Peer Instructor Reflection

Fall 2009: Day 13
Written by: Katie Kizer

Class began with a trip to the roof! The moon was out and the sky was clear for once. We caught it! The students each pointed one of their arms at the sun and one of their arms at the moon. There was an angle greater than 45 degrees, but less than 90 degrees. This meant that the moon is in its crescent phase. It was lit on the left side, which also meant that the moon is waning (getting smaller). We had the students pull out their ping pong balls and hold them up so that they are making the same lit shape of the moon with their models. Half of the moon (their ping pong balls) was shaded. Why is half of the moon shaded? The students discussed this and talked amongst themselves. When we heard the right answer being mumbled, we asked them to repeat it. The moon is blocking itself. The back half of the moon is not receiving any sunlight because the moon casts its own shadow on itself. A common misconception is that the reason there is a shadow on the moon is because the earth is creating it. This is false information. We know this to be true because nowhere on the ping pong balls were the students’ shadows. Therefore, the moon must be causing its own shadow!
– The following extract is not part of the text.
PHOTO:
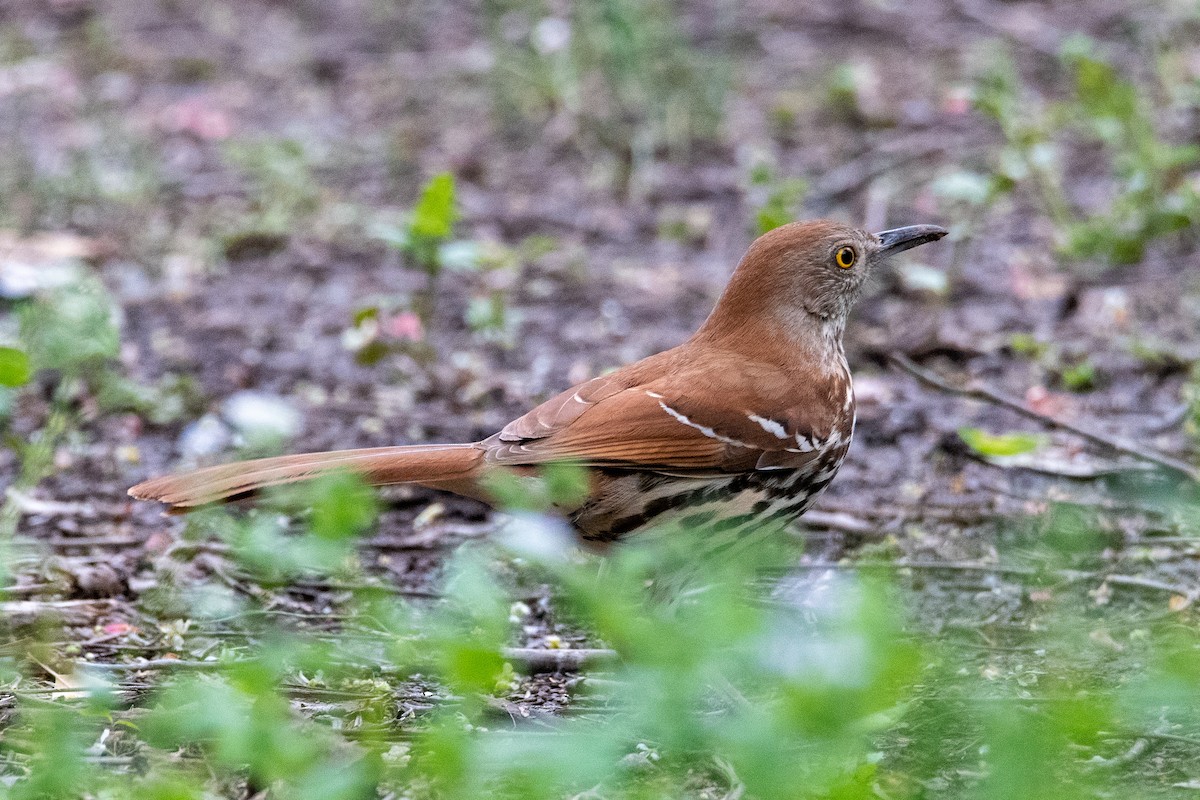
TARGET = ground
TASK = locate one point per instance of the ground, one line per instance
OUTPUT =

Back in the classroom, the students wrote in their notebook sheets what they had done and what they had learned. Soon after, Adam distributed the second diagnostic question about thermal phenomena. The students were asked to use their notes and all of the information they learned over the past few classes to answer the question and explain in detail what they know. Once they had finished this, there was discussion about everything that they had learned about thermal phenomena. Students went over their powerful ideas, and gave comments or asked questions that they were still unsure about. This led to other questioning about the moon and what is expected for the moon paper that the students are beginning to write for homework.

The next unit we will be working with is force! Emily had all eight students stand in a line and link elbows in the middle of the room. She had the four students on the left, pull to the left, and the four students on the right, pull right. The forces from both sides were equal. One way to demonstrate this quantitatively is to use two scales and have them be pulled in opposite directions. The force exerted by pulling in one direction must be pulled equally in the other direction or else the scales won't stay in the same place. Emily also had the students discuss in pairs what they knew about force and experiences they've had dealing with force. Instead of writing/drawing/presenting these ideas on a giant white piece of paper with markers like usual, she just had the students share with each other these ideas. Students took turns writing down words or concepts that deal with force that come from their background knowledge. They came up with: gravity, f=ma (force=mass x acceleration), weight, lbs, newton, etc. How do all of these words relate? I am excited to see what the students and the instructors will learn during this unit on force. It holds a lot of potential for fun learning activities!